Okumadan Geçme

Facebook

25 Ekim 2010 Pazartesi

Farkındalık & Mutsuzluk

Dün gece bir başka blogta okuduğum yazı üzerine yazıyorum bunları. Orada okumaktan yola çıkarak yazmış yazıyı Ceren. Benim kitap okuma alışkanlığım olmadığından daha farklı bir yönden bakıcam.

Benim gibi olan, benim düşünce yapımda olan birkaç arkadaşımla daha önce konuştuk bunları. Hepsiyle de aynı fikre ulaştık hep; "Biz böyle mutsuzuz, hayattan pek beklentimiz de kalmamış ama yine de iyi ki böyleyiz!"

Hayattan beklediğini bulamamış, denedikçe yanılmış, hayal kırıklığına uğramış kişiler olarak sahiptik bu fikirlere. Denemekten yorulmuş bir hale geldik tabi en sonunda da. Bu denemelerde de hep birşeyler öğrendik. Öğrendiğimiz şeylerin başında da yalanlar geldi hep. O yalanları gördükçe daha da nefret ettik insanlardan, yaşam şekillerinden. Her defasında sadakatsizliği de gördük.

Liseyi bitirdiğimdeki ben ile şimdiki ben arasında dağlar kadar fark var. Eğer ki liseden sonra üniversite okumamış olsaydım o lisedeki adam olmaya devam edecektim büyük ihtimalle. Herşeyi hayra yoran, hayırlısını bekleyen, fazla araştırmayan, mutlu olduğunu zanneden, yalanları öğrenmeden yaşayan. Aileden gelen bir düşünce yapısına sabitlenmiş olan. Hayata bakışında kendi yorumunu katamamış olan. Ben bilmem büyüklerim bilir diyen. Böyle olma ihtimalim vardı. Olmayabilirdim de. Ama üniversitenin o yapıdan çıkışıma katkısı yadsınamaz kesinlikle. Sonuçta kendi özgürlüğümüzde yaşıyoruz. Kimsenin etkisi altında kalmadan araştırma, okuma, öğrenme şansına sahibiz. Hayatı farklı bir yönden tanıyoruz. Direkt olarak "yaşama koşuşturmasının" içine girmeden gözlemleyebiliyoruz koşuşturmanın içindeki insanları. O koşuşturmanın içinde olsak belki bizlerde onlar gibi olacağız, olacaktık.

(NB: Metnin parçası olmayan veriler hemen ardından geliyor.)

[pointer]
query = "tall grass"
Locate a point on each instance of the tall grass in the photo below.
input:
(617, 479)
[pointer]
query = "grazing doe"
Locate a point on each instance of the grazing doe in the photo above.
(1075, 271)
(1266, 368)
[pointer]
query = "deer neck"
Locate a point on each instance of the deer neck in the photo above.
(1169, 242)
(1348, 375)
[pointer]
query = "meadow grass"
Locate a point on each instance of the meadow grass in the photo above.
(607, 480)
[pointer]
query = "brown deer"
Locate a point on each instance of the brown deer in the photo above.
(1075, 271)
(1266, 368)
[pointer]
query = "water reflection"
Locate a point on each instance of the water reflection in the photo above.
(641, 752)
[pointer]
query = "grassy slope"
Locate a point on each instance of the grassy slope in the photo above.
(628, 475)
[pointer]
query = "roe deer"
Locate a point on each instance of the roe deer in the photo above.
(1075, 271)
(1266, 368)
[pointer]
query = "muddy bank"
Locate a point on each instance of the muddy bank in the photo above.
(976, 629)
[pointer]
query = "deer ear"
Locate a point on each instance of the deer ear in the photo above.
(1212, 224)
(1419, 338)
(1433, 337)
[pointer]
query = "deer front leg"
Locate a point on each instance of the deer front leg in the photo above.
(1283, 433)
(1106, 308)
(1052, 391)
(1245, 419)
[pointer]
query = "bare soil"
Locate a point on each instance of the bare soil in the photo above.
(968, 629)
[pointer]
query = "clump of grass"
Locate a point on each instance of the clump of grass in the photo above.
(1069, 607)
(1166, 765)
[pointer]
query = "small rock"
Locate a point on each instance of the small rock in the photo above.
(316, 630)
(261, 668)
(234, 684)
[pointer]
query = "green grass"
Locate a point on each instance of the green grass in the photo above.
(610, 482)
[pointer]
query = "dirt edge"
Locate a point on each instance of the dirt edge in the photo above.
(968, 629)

Evet okumak,bilmek,öğrenmek insanı daha mutsuz hale getiriyor. Bu nedenler arasında beni en rahatsız edenleri de yalan dolanlar ve sadakatsizlikler. Bu farkındalığa kavuştukça daha da sinirli bir insan haline de geldim. Çok sakin ve zor sinirlenen biriydim normalde. Yine öyle sinirli biri değilsem de insanları gördükçe daha fazla kızar oluyorum.

Düşünürüm ara sıra böyle bilen, öğrenen, farkında olan biri değil de daha normal ve sıradan bir insan olmak ister miydim diye. Verebildiğim cevap hayır oluyor hep. Bu farkındalık bana mutluluk değil aşırı mutsuzluk veriyor olmasına rağmen -salak bir şekilde mutlu olduğunu zanneden biri olmamak- iyiki böyleyim diyorum.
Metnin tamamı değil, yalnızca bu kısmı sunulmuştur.